If all you ever listened to were Donald Trump, his supporters and the Republican Party, you’d think they were all handed some unprecedented mandate from the American people on November 8th. If the only places you got information from were Fox News or other parts of the conservative media, they’d have you believing the same thing.
The only problem is, it’s all bullshit.
Let’s get a few facts out of the way.
Yes, Donald Trump won the election via the electoral college by a sizable margin of electoral (keyword here — but more on that in just a minute) votes. That’s absolutely true. And, yes, Republicans kept a majority control of both the House and the Senate. That is also true. Which means, unfortunately, in just a few weeks the GOP will control the House of Representatives, the Senate, and the White House.
But there’s a lot more to this story.
You see, while Republicans had a great night last month — context matters.
Such as the fact that Republicans lost seats in both the House and Senate. While that doesn’t impact the reality that they’re going to have majority control in both houses of Congress, it matters that, as a whole, the GOP actually lost a few seats in Congress while Democrats gained some.
Especially when you factor in the next indisputable reality: Donald Trump is going to lose the popular vote — badly.
Trump won the electoral college victory, but he’s on pace to be one of the biggest “losers” to ever become president in U.S. history. Once all is said and done, it’s very likely that Trump’s going to lose the overall popular vote by somewhere between 3-4 million votes (or just over 2% of the total number of people who voted), after getting voted against in some way or another by 54% of the American voting populace.
Think about it this way: If a candidate won an election 54-46%, that would be considered a massive victory in today’s political world. But that’s essentially what happened. While Clinton didn’t get 54% of the vote, that’s the percentage that voted for anyone but Trump. Hillary Clinton’s going to end up with around 48% of the vote, which isn’t exactly impressive — but it’s still going to be millions of votes more than what Trump receives.

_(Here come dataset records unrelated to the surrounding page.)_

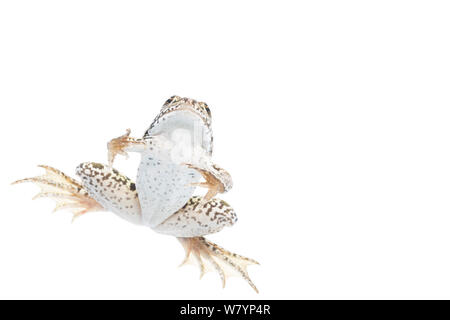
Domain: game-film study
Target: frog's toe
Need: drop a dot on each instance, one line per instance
(65, 191)
(210, 257)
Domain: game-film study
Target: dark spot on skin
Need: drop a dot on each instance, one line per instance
(98, 166)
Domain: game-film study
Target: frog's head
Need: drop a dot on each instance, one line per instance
(200, 109)
(184, 113)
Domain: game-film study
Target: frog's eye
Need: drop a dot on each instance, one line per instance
(205, 106)
(207, 110)
(171, 99)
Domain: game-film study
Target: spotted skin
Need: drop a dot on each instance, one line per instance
(114, 191)
(198, 218)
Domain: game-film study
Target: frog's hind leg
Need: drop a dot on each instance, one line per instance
(210, 257)
(67, 192)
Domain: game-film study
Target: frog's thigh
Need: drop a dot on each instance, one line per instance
(114, 191)
(198, 218)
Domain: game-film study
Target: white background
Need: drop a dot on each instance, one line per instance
(332, 117)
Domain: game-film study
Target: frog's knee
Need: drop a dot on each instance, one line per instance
(197, 218)
(90, 169)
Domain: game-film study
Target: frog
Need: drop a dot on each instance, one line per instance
(177, 213)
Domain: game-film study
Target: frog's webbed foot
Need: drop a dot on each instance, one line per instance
(121, 145)
(210, 257)
(217, 180)
(67, 192)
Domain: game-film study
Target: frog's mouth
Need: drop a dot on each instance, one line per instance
(183, 119)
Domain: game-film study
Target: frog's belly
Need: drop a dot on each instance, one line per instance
(163, 187)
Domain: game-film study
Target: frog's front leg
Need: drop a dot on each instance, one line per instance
(217, 179)
(124, 144)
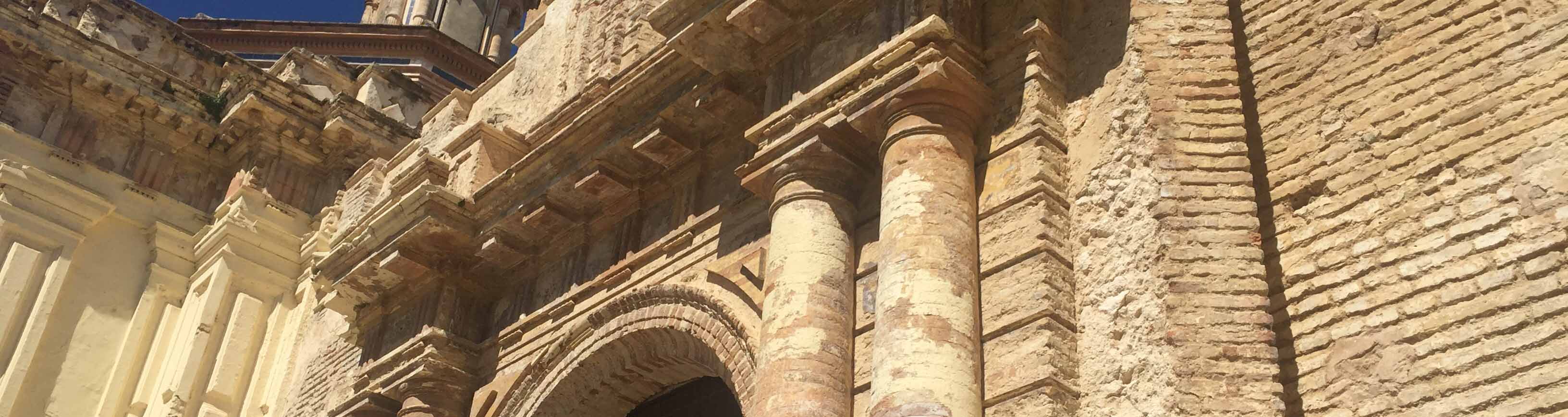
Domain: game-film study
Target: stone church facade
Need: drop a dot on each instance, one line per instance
(788, 208)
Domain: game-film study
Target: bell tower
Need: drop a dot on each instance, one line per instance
(482, 25)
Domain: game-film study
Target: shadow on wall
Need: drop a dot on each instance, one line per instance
(1098, 37)
(1285, 336)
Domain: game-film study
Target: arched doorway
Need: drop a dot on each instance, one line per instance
(656, 350)
(703, 397)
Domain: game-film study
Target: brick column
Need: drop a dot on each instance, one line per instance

That matters because while Trump won, the fact that a sizable majority of the public voted against him shreds this whole notion that his victory was some unprecedented “mandate” given to him by the American people like he’s implied over the last few weeks.
Furthermore, when you look at his electoral college victory, it isn’t all that impressive, either. Once all is said and done, Trump won because of around 100k votes spread out between Pennsylvania, Michigan and Wisconsin. When you do the math, that comes out to around 0.078% of the 129 million votes casts.
In layman’s terms, that’s called a “fraction of a percent.”
But it doesn’t stop there. When you dig into Trump’s numbers even more, he’s set to be sworn in as one of the least popular presidents since we started tracking those types of statistics.
Did Donald Trump win? Yes. Did Republicans keep majority control in both the House and the Senate? Yes. I’m not denying any of that.
That being said, it’s completely absurd for Trump, his supporters and the GOP to act as if the 2016 election was some sort of historic event where the party’s ideology was handed a blank check to do whatever the hell they want.
The truth is, the party lost seats in both houses of Congress, and their presidential candidate is set to become one of the biggest losers to ever call the White House their home.